Once we account for persistence, inertia dominates: the lagged term is ~1 and highly significant across windows, and coefficients on GDP, life expectancy, and child mortality largely shrink toward zero. That doesn’t invalidate the Mundlak findings, it says those variables help explain long-run level differences across cohorts within countries, but contribute little to additional movement once the path is set. The partial exception is education: in childhood windows the negative coefficients on the male-to-female ratio imply that greater female relative education is linked to higher fertility, while adulthood exposures are mixed and not significant. Notably, this mirrors the opposite emphasis in my Mundlak runs, where education’s strongest signal appeared in the 18-45 window, and where lower relative female education (higher male to female education ratio) had a positive effect on fertility.
Taken together, the dynamic panel results contradict the uncorrelated.xyz findings and most coefficients are imprecise, which suggests this methodology is not ideal for capturing slow-moving, long-term trends in cohort fertility. The lagged dependent variable absorbs most of the variation, so signals from childhood exposures and education balance are muted. Mundlak within-between models speak more directly to level differences across cohorts, which is closer to the long-run question. In light also of the literature showing a negative effect of female education on female fertility across individuals (within countries), the effect from the Mundlak within-between models are more credible.
My read is that dynamic GMM is useful for short-run adjustments, not for identifying secular trends.

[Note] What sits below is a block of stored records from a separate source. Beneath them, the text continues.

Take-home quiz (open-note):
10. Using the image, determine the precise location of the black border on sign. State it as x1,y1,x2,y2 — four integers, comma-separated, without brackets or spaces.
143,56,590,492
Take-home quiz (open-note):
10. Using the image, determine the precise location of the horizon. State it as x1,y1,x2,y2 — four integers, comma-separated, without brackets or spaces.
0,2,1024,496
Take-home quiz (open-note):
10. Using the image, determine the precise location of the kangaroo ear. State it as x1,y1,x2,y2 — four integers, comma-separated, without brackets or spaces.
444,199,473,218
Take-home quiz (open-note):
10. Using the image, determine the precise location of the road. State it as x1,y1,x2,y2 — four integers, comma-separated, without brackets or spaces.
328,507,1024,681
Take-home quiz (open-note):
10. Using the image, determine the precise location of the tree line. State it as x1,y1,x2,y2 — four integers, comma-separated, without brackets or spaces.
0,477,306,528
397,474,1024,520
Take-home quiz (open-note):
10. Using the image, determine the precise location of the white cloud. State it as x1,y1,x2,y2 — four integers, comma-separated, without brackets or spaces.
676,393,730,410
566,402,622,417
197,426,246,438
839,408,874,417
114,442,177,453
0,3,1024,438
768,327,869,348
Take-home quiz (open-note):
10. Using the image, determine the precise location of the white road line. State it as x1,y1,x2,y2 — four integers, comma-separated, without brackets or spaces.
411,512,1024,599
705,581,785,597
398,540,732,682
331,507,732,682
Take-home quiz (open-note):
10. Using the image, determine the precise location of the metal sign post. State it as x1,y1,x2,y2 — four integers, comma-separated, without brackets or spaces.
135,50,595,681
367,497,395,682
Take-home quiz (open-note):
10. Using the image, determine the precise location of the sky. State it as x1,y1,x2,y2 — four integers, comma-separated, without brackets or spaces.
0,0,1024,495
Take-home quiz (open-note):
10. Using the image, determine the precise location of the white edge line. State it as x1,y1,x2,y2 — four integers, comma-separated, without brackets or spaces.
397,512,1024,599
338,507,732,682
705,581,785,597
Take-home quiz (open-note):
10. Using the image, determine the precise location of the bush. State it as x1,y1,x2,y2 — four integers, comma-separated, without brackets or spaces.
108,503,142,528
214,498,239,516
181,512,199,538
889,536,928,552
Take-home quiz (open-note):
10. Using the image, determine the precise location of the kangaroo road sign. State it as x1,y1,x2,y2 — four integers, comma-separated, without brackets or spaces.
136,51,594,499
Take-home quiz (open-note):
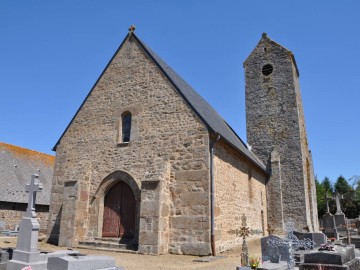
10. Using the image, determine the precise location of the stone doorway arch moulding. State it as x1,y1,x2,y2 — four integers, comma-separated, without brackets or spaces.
89,171,141,244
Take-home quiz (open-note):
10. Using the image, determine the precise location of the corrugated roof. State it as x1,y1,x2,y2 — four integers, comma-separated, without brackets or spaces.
0,143,55,205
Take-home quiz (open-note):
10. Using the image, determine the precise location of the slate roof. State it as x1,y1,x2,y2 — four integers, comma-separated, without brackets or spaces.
53,32,266,172
0,143,55,205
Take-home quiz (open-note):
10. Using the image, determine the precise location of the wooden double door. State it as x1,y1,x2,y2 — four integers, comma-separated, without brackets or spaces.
102,181,136,239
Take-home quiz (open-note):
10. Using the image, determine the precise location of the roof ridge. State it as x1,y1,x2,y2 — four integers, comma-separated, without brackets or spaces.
0,142,55,165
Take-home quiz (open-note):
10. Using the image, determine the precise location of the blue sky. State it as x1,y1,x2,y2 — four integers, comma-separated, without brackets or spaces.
0,0,360,184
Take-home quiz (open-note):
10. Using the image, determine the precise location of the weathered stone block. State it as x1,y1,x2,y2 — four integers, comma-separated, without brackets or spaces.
175,170,209,181
180,242,211,256
139,231,159,245
140,201,160,217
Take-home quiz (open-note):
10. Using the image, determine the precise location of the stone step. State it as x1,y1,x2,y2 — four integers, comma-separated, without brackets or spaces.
94,237,134,244
78,239,137,252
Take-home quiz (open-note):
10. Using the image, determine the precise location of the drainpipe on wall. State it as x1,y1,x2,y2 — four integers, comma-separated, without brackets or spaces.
210,132,221,256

Specification note. The dynamic panel models were estimated with system GMM (Arellano–Bover/Blundell–Bond) using plm::pgmm
. I specified lagged CCF(t–1) as a regressor and used lag 2 of CCF as the GMM instrument (collapsing the instrument matrix to keep it parsimonious). Covariates (GDP, life expectancy, child mortality, education ratio) were treated as standard instruments. Robust standard errors were reported. Hansen test p-values were comfortably above conventional thresholds, suggesting the instrument set is not overfitting, and AR(2) tests did not reject the null of no second-order serial correlation.